El conde, por lo tanto, no está solo. Lo acompaña el personal del hotel, que pasa de dispensarle un trato reverencial a considerarlo uno más. Con la revolución se alteran los grupos sociales: al perder su estatus, el noble se iguala con los camareros, la costurera, el barbero, que en otra época habrían sido sus subordinados; juntos hacen del Metropol un hogar. Por otra parte, están los huéspedes, algunos recurrentes, lo que le permite establecer relaciones sostenidas a lo largo de los años, con sus idas y venidas; una suerte de círculo social. Son su contacto con el exterior, a través de ellos está al corriente de lo que ocurre en el continente. Destacan Mishka, un amigo escritor que se enfrentará a la censura; Nina, una chiquilla curiosa a la que ve crecer, que no lo juzga porque aún no ha descubierto la cara más siniestra del ser humano; y Anna, actriz de cine mudo que padecerá los imprevistos de la irrupción del sonido, una mujer que para él será más que una miga. Cada uno desempeña un rol en la existencia del conde; y todos, sin excepción, evolucionan y rebosan humanidad.

Paso del tiempo

Este planteamiento –recorrer la historia de la Unión Soviética desde la mirada de un personaje confinado, a la vez que despliega un fresco de la rutina del hotel y sostiene los hilos de quienes entran y salen– entraña no pocas dificultades que Amor Towles solventa con eficacia, como el arquitecto que no empieza a construir hasta que tiene los planos bien atados. Hay mucha arquitectura en la estructura, en varios niveles. Está el paso del tiempo, que va de la lupa a los prismáticos: siguiendo un orden cronológico deudor de la narrativa decimonónica, se recrea en las primeras jornadas para a continuación dar saltos cada vez mayores. Elipsis empleadas con inteligencia, sin perder continuidad ni ritmo, sin empobrecer las tramas. Esto es importante: Un caballero en Moscú se lee con la pasión de un clásico, con esa sed de pasar páginas, disfrutar de los giros argumentales y encariñarse de los personajes. Porque, sí, el conde Rostov es uno de los escasos caracteres de la literatura reciente que llega a ser realmente carismático y, por qué no, incluso «memorable».

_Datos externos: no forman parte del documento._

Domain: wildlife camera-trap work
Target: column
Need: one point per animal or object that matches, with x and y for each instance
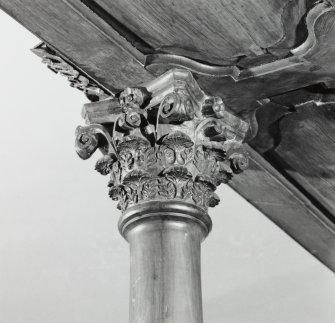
(166, 146)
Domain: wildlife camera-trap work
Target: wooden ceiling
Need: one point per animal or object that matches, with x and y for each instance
(273, 63)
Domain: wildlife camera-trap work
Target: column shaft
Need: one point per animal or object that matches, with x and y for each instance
(165, 281)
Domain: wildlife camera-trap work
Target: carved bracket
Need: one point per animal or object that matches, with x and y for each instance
(76, 78)
(165, 140)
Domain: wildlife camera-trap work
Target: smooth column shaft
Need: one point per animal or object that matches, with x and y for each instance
(165, 278)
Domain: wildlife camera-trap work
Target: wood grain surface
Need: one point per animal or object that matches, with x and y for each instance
(214, 31)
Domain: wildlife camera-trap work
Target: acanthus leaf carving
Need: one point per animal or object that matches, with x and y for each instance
(179, 148)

Viktor Frankl, el psiquiatra austríaco que sobrevivió a los campos de concentración nazis, sostuvo en sus célebres memorias, El hombre en busca de sentido (1946), que «al hombre se le puede arrebatar todo salvo la última de las libertades humanas: la elección de la actitud personal ante las circunstancias». Esto, en su mejor sentido, lo representa el conde Rostov con su bondad, su abnegación, su cortesía, su devoción por la cultura y la contemplación. Valores que hoy, en esta sociedad hiperconectada, apresurada, polarizada y crispada, vuelven a reivindicarse. No es que al conde le salga todo bien, también sufre decepciones, pero demuestra que desde la quietud, con el cultivo del jardín interior, hasta la existencia más limitada puede expandirse.

En consonancia con este espíritu, Amor Towles escribe una novela de ritmo pausado, pero que mantiene la tensión narrativa, con un estilo pulcro, fluido y sin artificios, humor suave y gusto por los guiños y la descripción minuciosa. Las estancias, el mobiliario y los objetos conllevan un cuidado diseño de interiores, adquieren significado más allá de su uso. Todo está perfilado al milímetro, sin perder el latido, sin perder aquello que cautiva, que conmueve al lector. Ya en la recta final, reflexiona que «lo que importa en la vida no es si recibimos un aplauso, lo que importa es si tenemos el valor necesario para subir al escenario pese a la incertidumbre del éxito» (p. 426). Él decidió subir al andamio de la escritura y el resultado es una obra luminosa, cálida, viva. Sin duda, se lleva el aplauso.